Seul gars à l’écoute des angoisses de Romy, Vincent, lequel s’avère être le boss du Caserio, par ailleurs lui-même en bisbille avec les mafieux du coin qui, sous la menace, veulent s’emparer à vil prix de son business – sous-intrigue un peu vaine, tout comme celle, en arrière-plan, centrée sur la mère de Romy, laquelle, se sachant à l’article de la mort mais dans le couloir d’un protocole de soins, attend avec son petit-fils adolescent le retour au foyer de sa fille chérie, en espérant ne pas clamser avant…

Pom Klementieff dans le rôle de Romy et Freya Avor dans le rôle de Chloé, dans « Mi amor », Guillaume Nicroux, 2026. © Le Pacte

Benoît Magimel endosse une corpulence nouvelle

Écoulé le premier tiers de Mi amor apparaît donc à l’écran, enfin, le secourable Vincent, campé par un Benoît Magimel qui, dans l’histoire, se faisait décidément beaucoup attendre. Désormais cinquantenaire et de film en film plus méconnaissable, l’ex-jeune premier assume ici très manifestement, et sa bouffissure huilée de graisse, et ses traits bistrés lourds d’une sourde fatigue, et le poivre et sel de sa barbe négligée, et les besicles de bidochon à monture dorées dont il s’affuble pour cet emploi, l’abdomen comprimé dans une chemisette à motifs tropicaux…

La physionomie ravagée par cette corpulence vaguement pathétique, notre Magimel national, toujours aussi talentueux malgré tout, ne parvient pas à sauver Mi Amor de la platitude et de l’invraisemblance crasse dans lequel patauge ce drame tirant vers un fantastique laborieux. Propre à un certain cinéma français d’aujourd’hui, hélas, la paresse scénaristique (et dialoguiste) s’y donne des aises : répliques téléphonées, d’une pauvreté consternante ; suspense d’avance éventé par le fait que le spectateur ne cesse d’anticiper la probabilité de l’épisode suivant, qui hélas se vérifie (incluse l’idylle naissante entre Romy et Vincent).

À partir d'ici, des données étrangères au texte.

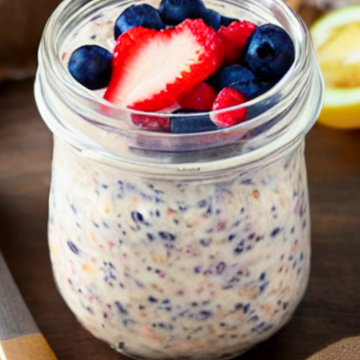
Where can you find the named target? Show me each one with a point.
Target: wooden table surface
(329, 311)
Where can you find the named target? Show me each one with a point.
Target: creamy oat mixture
(165, 269)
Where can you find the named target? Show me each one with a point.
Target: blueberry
(250, 88)
(190, 124)
(269, 52)
(229, 75)
(212, 18)
(173, 12)
(225, 21)
(138, 15)
(90, 65)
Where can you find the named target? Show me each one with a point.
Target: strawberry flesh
(151, 123)
(234, 38)
(151, 68)
(200, 98)
(226, 98)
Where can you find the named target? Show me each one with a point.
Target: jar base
(229, 357)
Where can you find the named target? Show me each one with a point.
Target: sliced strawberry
(151, 68)
(151, 123)
(228, 97)
(200, 98)
(234, 39)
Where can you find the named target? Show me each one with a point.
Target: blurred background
(21, 25)
(22, 22)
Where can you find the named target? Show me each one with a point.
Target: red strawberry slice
(151, 123)
(228, 97)
(234, 39)
(151, 68)
(200, 98)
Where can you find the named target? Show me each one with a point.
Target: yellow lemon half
(336, 39)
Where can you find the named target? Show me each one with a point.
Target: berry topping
(234, 38)
(151, 123)
(251, 88)
(151, 68)
(239, 78)
(229, 75)
(200, 98)
(138, 15)
(173, 12)
(191, 124)
(225, 21)
(212, 18)
(227, 98)
(90, 65)
(270, 52)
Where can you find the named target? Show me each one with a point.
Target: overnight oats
(179, 215)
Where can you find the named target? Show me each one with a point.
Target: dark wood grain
(329, 311)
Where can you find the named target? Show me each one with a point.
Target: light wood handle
(29, 347)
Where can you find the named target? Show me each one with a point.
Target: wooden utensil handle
(29, 347)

Toute aussi prévisible se fera la montée, par paliers, d’un déchaînement sanguinaire au dénouement sacrificiel, où la secte de tueurs polyglottes et cinglés qui sévissait sous couvert de gestion d’un parc à crocodiles se voit immolée au grand complet… ou presque, histoire de vous donner encore le frisson à l’épilogue – le titre même du film jouant sur l’assonance Mi amor/ Mise à mort. Signé du duo Irène Drésel et Sizo del Givry, un térébrant nappage musical vous vrille les tympans du début à la fin sans discontinuer, tandis que l’objectif se colle en permanence, telle une ventouse, sur les mines des protagonistes, dans un chromatisme artificiellement saturé.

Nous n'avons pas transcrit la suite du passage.